拍手 075 百七十二話 「王都アデート」の辺り

 神様、教も一日お見守りくださり、ありがとうございます。全て神様のおかげです。私達の全ては、神様に委ねられています。


 神様、今日は恵みの雨でした。これで畑も潤います。これも全て神様のおかげです。私達は毎日感謝の祈りを捧げます。


 神様、どうしてあんな異形の者達がこの世にいるのでしょう? ああ、わかりました。あの異形の者達は、私達神の信徒に奉仕する存在なのですね。


 神様、最近異形の者達の数が減りました。これでは労働の手が足りません。辛い労働を私達神の信徒に代わってやるのが、あの異形達なのですよね?

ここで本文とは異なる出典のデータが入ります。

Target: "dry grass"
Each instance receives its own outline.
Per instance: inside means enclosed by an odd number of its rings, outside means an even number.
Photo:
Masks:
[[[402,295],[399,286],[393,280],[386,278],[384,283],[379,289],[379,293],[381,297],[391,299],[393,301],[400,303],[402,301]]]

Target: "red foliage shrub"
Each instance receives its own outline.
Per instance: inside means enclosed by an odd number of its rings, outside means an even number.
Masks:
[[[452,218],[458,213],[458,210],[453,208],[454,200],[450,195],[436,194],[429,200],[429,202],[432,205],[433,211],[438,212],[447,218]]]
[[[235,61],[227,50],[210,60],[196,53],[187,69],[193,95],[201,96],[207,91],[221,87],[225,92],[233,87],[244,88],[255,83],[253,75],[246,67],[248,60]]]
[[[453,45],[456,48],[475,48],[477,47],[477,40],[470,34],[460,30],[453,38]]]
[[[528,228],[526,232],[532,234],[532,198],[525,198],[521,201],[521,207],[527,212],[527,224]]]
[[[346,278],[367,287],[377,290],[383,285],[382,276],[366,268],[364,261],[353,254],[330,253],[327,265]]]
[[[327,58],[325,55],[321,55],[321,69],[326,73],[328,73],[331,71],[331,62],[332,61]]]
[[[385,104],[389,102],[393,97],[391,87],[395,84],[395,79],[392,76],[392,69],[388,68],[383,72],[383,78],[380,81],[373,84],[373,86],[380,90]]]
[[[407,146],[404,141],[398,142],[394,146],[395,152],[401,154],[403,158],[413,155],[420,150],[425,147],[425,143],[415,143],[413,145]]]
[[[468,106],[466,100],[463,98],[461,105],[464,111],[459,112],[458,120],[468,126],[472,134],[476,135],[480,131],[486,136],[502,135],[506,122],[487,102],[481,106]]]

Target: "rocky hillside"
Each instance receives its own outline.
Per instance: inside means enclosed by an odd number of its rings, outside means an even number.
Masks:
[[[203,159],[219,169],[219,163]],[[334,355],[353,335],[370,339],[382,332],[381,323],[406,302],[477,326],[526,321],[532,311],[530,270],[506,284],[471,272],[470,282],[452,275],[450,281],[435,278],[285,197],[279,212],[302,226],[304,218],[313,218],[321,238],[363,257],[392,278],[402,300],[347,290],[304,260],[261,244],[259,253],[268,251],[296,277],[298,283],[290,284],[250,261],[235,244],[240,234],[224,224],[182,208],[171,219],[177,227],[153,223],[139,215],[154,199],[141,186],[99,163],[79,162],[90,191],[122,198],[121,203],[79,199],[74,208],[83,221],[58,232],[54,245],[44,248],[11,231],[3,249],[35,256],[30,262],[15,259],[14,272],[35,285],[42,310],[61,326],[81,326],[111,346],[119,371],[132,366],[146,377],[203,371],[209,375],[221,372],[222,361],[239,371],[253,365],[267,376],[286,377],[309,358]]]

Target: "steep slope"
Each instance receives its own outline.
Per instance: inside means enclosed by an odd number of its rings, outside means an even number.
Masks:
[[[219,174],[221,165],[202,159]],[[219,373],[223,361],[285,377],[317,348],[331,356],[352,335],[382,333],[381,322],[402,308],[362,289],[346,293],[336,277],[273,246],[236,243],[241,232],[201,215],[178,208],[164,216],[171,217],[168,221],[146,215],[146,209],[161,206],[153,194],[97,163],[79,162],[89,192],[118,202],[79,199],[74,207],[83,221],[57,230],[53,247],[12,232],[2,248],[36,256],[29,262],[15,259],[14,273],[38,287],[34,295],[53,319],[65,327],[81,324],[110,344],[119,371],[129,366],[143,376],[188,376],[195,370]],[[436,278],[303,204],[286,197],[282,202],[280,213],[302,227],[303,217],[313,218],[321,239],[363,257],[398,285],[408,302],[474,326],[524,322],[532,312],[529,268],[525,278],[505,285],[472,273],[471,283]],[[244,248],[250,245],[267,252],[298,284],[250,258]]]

 神様、今日で二十日間も雨が降り止みません。これでは畑の作物がダメになってしまいます。お願いです。お日様を出してください。


 神様、建設現場の手が足りません。異形の者は力が強く、私達では運べないような大きな石も楽に運べるんです。異形の者を私達の元にお遣わしください。


 神様、とうとう川が氾濫しました。家も水につかってしまいました。私の家族が死にました。隣の家の家族も死にました。どうしてですか? 神様。


 神様、助けてください。金貸しが、金を返せないなら体で返せと言ってきます。私だって好きでお金を借りた訳じゃないのに。あの薄汚い連中を、どうにかしてください。


 神様、何故私をお救いくださらないのですか? こんなにあなた様に尽くしていますのに。こんなに祈っていますのに。